Nelle terre dei Caetani: quella bellissima Caetania di domani

29 Maggio 2023 0 Di Lidano Grassucci

Vivere in queste lande porta a considerare le cose di qui acquisite, come banali e invece sono eccezionali con in più la dannazione dei ricordi.

Il docufilm  “Le terre dei Caetani” è un lavoro di Gianfranco Pannone, un lavoro rigoroso, lui nel lavoro lo è, ma anche così amorevole che quasi è corolla di un fiore che è la vita di chi la passata qui. E’ stato presentato oggi al cinema Corso di Latina.

Di Gianfranco non possono non ricordare ogni volta che ne vivo, guardo, i lavori quando, entrambi militanti socialisti della Fgsi, parlando mi confessò di voler fare il regista. Gli dissi: ma che dici, mi pare troppo grossa. Lui fa il regista per amore del cinema per tenacia personale, per cultura ricercata. Sapete bene da questa premessa che essendo entrambi socialisti abbiamo almeno tre visioni del mondo e altrettante del nostro piccolo mondo. Il docufilm è ricercato, si innamora delle sue immagini, e le immagini non sono mai banali. La storia è narrata con una velocità che più che lo spettatore sembra segnare il tempo della città e lo spettatore cambia l’ora. Ma il percorso tra Fogliano, Sermoneta, Tor Tre Ponti, Ninfa stabilisce e disegna una regione che non c’è la Caetania che si dissolve in sequenze di sogni inglesi, americani, di nazionalismo italiano dentro quel ribaltamento di rimpiangere la palude con la sua rivoluzione dentro una famiglia di nobile tradizione

“Io, di solito – dice il regista – amo raccontare degli operai, dei contadini, invece qui parlo di una grande famiglia”. No, Gianfranco, dissento, quando parali di “rinaturizzazione” , di un territorio che va difeso dalle casette e dalla loro invasione torni a quella storia di chi segno questa terre non per bonifica ma la chiamò “malefica”.

Poi non so se i decisori di questo posto c’erano ma hai dato, Gianfranco, una lezione di stile raccontando di quella ricchezza che sono le fondazioni, la Caetani (che era il committente), ma anche il Campus internazionale di musica di Riccardo Cerocchi.
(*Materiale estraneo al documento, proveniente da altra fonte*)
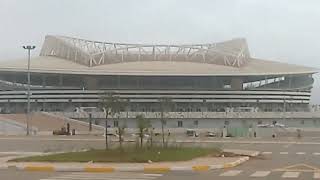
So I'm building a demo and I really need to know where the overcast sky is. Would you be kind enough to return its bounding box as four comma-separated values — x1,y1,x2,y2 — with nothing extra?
0,0,320,103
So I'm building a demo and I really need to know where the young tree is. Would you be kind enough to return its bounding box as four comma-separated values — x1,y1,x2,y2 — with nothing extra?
159,97,174,147
118,125,126,149
136,114,151,148
100,91,122,149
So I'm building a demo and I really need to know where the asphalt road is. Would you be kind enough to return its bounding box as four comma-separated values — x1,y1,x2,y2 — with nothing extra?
0,137,320,180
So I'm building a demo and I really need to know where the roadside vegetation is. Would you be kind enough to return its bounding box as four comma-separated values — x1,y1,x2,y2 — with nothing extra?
10,92,222,163
10,147,222,163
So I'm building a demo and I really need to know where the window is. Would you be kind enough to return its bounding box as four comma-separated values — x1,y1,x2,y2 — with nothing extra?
193,120,199,126
162,120,167,126
178,121,183,127
113,121,119,127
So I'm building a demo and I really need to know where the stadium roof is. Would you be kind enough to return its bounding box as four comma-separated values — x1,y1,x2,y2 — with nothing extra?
0,36,318,76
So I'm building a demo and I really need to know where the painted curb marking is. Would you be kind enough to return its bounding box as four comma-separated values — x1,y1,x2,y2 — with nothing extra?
9,156,250,173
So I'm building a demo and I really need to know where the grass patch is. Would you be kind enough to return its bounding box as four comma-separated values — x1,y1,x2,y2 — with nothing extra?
10,147,221,163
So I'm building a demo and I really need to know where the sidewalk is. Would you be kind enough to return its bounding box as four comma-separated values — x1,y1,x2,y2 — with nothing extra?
0,150,259,173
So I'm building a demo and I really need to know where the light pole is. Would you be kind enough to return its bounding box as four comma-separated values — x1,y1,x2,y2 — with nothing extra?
22,45,36,136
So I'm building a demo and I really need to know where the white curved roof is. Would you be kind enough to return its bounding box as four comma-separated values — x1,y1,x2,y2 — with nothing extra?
0,56,318,76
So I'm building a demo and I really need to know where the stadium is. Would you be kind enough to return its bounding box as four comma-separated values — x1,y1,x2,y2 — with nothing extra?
0,35,320,136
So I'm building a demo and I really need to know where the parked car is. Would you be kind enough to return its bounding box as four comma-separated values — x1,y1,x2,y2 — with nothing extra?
206,131,218,137
103,133,119,137
186,129,199,137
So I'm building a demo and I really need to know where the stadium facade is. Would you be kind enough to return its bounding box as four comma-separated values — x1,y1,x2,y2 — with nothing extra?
0,35,320,133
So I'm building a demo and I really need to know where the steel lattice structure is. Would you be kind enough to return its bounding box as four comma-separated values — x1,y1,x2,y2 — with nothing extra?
40,35,250,67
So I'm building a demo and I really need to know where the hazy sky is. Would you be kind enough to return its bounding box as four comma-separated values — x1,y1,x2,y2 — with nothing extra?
0,0,320,103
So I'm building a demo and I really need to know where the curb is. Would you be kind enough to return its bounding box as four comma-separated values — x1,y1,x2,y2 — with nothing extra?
8,156,249,173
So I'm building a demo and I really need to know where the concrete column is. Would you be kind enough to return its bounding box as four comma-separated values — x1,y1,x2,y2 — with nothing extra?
42,75,47,87
231,77,243,90
59,74,63,87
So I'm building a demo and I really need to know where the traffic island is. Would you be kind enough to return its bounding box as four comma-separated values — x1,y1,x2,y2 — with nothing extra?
7,148,258,173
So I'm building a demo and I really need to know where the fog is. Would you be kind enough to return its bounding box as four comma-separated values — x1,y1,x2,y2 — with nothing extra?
0,0,320,103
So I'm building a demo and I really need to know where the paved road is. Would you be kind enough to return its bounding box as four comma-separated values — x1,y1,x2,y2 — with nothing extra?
0,170,163,180
160,144,320,180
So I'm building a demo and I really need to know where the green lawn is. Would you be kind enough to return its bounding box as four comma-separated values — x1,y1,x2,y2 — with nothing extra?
10,147,221,163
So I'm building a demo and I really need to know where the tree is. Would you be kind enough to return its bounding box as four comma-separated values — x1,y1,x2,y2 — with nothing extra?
118,125,126,149
100,91,122,149
136,114,151,148
159,97,174,147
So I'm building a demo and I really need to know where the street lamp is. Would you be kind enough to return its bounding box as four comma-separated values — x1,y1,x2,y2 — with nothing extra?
22,45,36,136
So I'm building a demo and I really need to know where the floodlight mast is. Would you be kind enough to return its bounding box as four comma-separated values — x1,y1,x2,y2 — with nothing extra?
22,45,36,136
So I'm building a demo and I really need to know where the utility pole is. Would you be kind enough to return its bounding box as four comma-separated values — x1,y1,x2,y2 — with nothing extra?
22,45,36,136
105,109,109,149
Sono le levi di una politica, anzi sarebbero, le leve di una cultura che non si ferma borgo piave, che non involve sul suo modesto, diciamolo, razionalismo, ma vola nell’idea del filo rosso di una terra che parla inglese, che nasci a Parigi, che stai nel gran tour.

Bello perchè è così dentro la terra da essere fuori dalla retorica della terragna, parla di fiori e non di gramigna.
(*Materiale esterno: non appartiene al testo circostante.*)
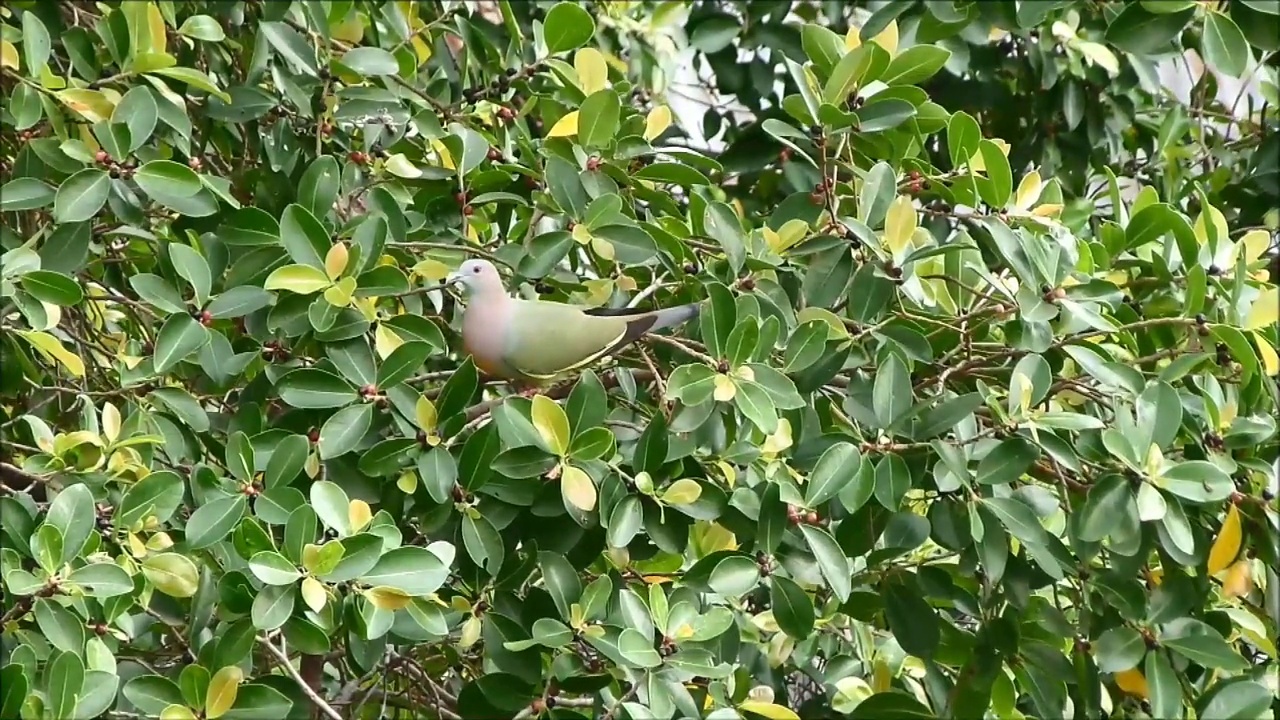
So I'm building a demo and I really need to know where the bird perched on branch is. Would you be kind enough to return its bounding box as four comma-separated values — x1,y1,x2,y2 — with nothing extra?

Ben venga Maggio e il gonfalone amico, ben venga primaveraIl nuovo amore getti via l’antico nell’ombra della sera, nell’ombra della seraBen venga Maggio, ben venga la rosa che è dei poeti il fioreMentre la canto con la mia chitarra brindo a Cenne e a Folgore, brindo a Cenne e a Folgore

Francesco Guccini, Canzone dei 12 mesi

La fondazione Cetani fa mezzo secolo, anzi lo ha fatto lo scorso anno, ma è così giovane, ben venga il docufilm, con i suoi colori. Manzoni diceva del cielo di Lombardia che “era così bello quando era bello”. IO dico che Ninfa è così bella quando ti lascia andare ai profumi di maggio e capisci che questo piano non va cementificato ma tolto il cemento per farne terra di grano, di rose, di profumi di lavanda.

Gianfranco ma ti diranno che bello, ma poi faranno il brutto. La fondazione Caetani non deve, consentimi, preservare deve innovare piantando alberi dove hanno fatto case, stabilimenti vuoti è terminato il tempo in cui si tagliavano gli alberi e si facevano case, ora si abbattono case per farne giardini, o sopra le case si fanno boschi che vanno verso il cielo. Mi hai riconciliato con la mia terra, grazie compagno Gianfranco, il sole dal monte ed è il sole di domani, dell’avvenire.

Rif: Ringrazio la fondazione Caetani attraverso il presidente  Massimo Amodio, il mio amico Gianni Molon che i ha invitato e il cinema Corso che tiene in vita il cinema e non mi par poco.